Clients crashing servers is an issue, but the other way around? It’s an annoyance to the user, but the user can now simply not ever return to the server.

Plus there is an unfathomable number of ways to crash the client.

Honestly, the biggest risk is if plugins can edit NBT data, etc., they may make a mistake. You can already edit NBT data on CraftBukkit but it’s not as straight forward.

2 Likes

Fair enough. I suppose any of the current ways for lagging / crashing servers that does not rely on DDoS or DoS do need to be handled. Not sure if the paralyze and fast eat bugs are patched in vanilla, but they might need to get a patchin (without relying on anti-cheating plugins) since they can harm all servers.

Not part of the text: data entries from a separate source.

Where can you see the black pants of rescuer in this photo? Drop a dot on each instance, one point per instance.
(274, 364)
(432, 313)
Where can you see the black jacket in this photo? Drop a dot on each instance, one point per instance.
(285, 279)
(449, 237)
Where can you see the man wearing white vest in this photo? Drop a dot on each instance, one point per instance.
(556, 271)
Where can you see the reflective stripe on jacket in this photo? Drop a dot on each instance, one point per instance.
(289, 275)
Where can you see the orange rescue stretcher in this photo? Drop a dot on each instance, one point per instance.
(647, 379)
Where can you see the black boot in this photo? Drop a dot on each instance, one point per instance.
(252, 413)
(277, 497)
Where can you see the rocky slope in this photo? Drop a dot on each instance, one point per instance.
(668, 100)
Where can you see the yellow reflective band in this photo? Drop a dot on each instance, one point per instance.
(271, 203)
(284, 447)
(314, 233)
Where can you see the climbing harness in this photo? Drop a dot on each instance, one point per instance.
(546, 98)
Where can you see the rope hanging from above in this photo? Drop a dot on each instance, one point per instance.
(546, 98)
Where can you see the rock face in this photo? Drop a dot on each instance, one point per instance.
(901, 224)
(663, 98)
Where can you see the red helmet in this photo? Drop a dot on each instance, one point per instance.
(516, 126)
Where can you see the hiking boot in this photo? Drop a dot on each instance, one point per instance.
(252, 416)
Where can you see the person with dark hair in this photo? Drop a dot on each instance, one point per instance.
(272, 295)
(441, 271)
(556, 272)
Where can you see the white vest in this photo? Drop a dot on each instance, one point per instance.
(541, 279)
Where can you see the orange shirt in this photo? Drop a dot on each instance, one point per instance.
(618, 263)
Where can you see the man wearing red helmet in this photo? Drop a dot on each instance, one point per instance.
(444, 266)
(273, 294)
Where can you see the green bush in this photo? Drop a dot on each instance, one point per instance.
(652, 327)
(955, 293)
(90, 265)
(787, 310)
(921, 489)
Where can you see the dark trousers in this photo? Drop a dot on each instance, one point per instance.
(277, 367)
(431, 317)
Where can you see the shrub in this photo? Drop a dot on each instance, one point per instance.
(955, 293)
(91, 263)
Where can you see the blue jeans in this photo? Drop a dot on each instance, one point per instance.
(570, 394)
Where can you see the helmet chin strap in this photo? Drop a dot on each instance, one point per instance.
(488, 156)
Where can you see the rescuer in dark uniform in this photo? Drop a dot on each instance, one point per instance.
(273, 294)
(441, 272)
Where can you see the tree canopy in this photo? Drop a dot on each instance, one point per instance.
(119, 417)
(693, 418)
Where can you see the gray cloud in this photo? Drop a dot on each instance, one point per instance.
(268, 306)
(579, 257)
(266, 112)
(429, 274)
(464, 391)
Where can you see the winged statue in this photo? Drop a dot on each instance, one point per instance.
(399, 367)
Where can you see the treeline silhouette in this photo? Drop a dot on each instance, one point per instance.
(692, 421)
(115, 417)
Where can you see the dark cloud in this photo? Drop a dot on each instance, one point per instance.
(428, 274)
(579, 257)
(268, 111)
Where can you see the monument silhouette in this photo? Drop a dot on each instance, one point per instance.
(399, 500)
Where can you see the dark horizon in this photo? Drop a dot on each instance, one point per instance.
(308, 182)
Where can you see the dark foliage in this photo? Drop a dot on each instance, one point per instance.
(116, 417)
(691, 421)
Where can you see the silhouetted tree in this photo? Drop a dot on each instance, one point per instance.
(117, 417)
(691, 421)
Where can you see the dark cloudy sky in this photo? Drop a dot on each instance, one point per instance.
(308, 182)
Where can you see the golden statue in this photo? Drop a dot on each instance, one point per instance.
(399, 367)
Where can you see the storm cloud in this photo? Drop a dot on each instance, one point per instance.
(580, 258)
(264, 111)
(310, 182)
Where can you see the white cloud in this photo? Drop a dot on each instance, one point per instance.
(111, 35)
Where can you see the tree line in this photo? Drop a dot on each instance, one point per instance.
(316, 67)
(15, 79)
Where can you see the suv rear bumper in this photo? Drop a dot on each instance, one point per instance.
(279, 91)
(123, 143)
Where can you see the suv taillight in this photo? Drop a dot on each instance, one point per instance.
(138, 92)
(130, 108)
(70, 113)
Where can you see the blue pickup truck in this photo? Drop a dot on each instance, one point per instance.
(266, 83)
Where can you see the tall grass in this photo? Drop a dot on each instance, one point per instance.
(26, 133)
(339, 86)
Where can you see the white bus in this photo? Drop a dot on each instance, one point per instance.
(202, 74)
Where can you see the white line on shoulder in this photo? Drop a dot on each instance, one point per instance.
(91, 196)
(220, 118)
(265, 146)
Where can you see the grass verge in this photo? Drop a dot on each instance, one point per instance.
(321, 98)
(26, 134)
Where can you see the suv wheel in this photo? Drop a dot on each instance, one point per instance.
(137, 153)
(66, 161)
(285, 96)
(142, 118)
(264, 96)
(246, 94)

I think it’s important to note the difference between malicious crashes, or innocent issues. I agree with @sk89q - it is not reasonable to have validation for every packet, ensuring proper worlds, entity id’s, etc - but, I personally would appreciate (and would be happy to help implement) some sort of validation for the things that really shouldn’t cause crashes. Like strings being too long, with a couple lines of code per relevant packet - it wouldn’t be hard to completely stop that issue. Throwing server errors is always preferable over losing players.

Don’t too long strings freeze clients? I think these were used for creative mode when clients can make ‘lagblocks’ ie renaming an item to like 2k characters.

Ironically, I was one of the people who urged Jens strongly to limit the lengths of strings in the protocol. He did the next version, but it did not handle errors gracefully. This was because back then, Minecraft did not bound the length of strings at all.

I suppose it’s doable, but should it be handled when setting the data or when the packet is sent?

Would there be a performance difference between them? If it’s negligable this should be handled when the packet is sent. Otherwise, non-handled packets can be sent by plugins without being checked by Sponge (obviously making the method to send packets private would not work).

Although I’d generally think it good procedure to do sanity checks on mutators as well.

Too many sanity checks could hinder performance. Sadly the client will blindly accept every packet it receives and try to parse it all.

I’ve found that it’s generally pretty easy to crash clients. The most common one for me is doing large worldedits, if you where looking at what ever got pasted at the time when doing copy and pastes(It’s probably from to many blocks getting updated on the screen at one time.).

That’s another way to consider this. It won’t affect clients with good computers. Forcing say, and ArrayIndexOutOfBoundsException will crash all vanilla clients. Quite a few hacked clients have patched some of these.